Music, particularly in groups, is an innovative form of communication, much needed when children are now inclined to spend so much time working and playing alone on computers. Music is an essential part of the curriculum and crucial for the holistic development of an individual. For the Government not to make this a mandatory subject at grass roots level, is simply not acceptable.
The music manifesto outlines how fortunate we are "in the richness of our musical heritage". This is true. Much of the world envies this country for its talent. However, what the Government needs to realise is that, if tomorrow's musical talent is to be found in state schools, music must be returned to its rightful place at the forefront of the curriculum. Without this rich source of future talent, there is the risk that the UK will lose its global position in the world of music to those countries that continue to offer a high level of music education.
Fellow musicians Julian Lloyd-Webber, Sir James Galway, the late Michael Kamen and I set up the Music Education Consortium in December 2002 to address these issues. Over the past 18 months we have been in discussion with ministers to lobby for all children to have some access to music. The Government has so far refused to commit itself to anything specific, in England at least.

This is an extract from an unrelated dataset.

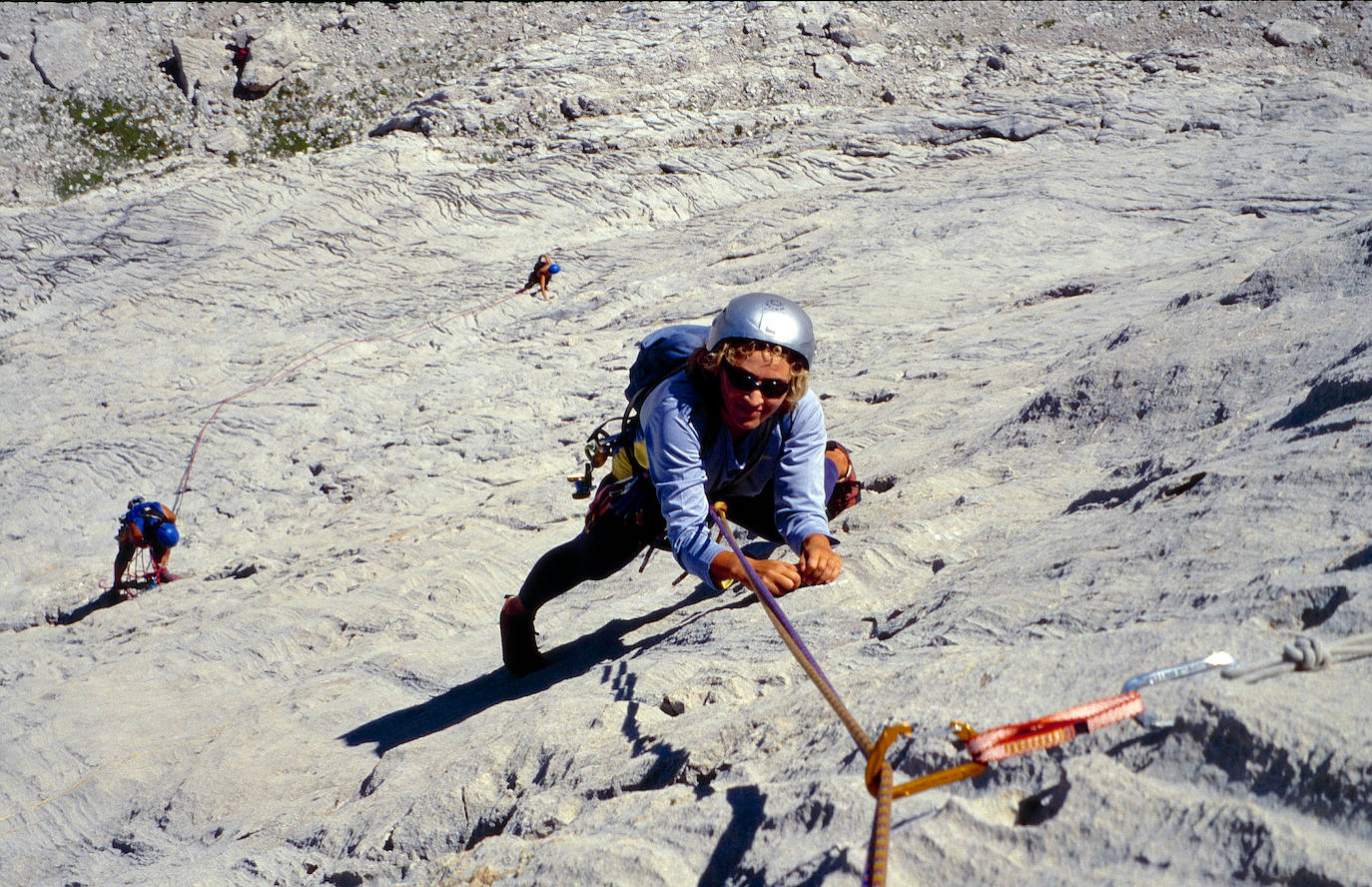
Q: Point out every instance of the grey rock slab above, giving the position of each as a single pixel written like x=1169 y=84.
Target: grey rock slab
x=204 y=65
x=65 y=52
x=1286 y=32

It has now been six years since the original promise south of the border that every primary school child should be able to learn a musical instrument. Until music is made mandatory in schools, how is this commitment ever to be fulfilled? We need to see some action now and not in the next three to five years, as we are fast bypassing a generation of young musicians, whose talent may never be heard.
Ministers have acknowledged that music education is in crisis and must be strengthened, but it must produce more specific plans backed by the necessary finance and engage the support of the whole education system from central to local government and local education authorities to individual schools, teachers, parents and children. The Government's manifesto must move from pious and vague expressions of intent to positive action.
Evelyn Glennie features in Touch the Sound - A Sound Journey with Evelyn Glennie, which has its international premiere at the Edinburgh Film Festival, which opens on August 18.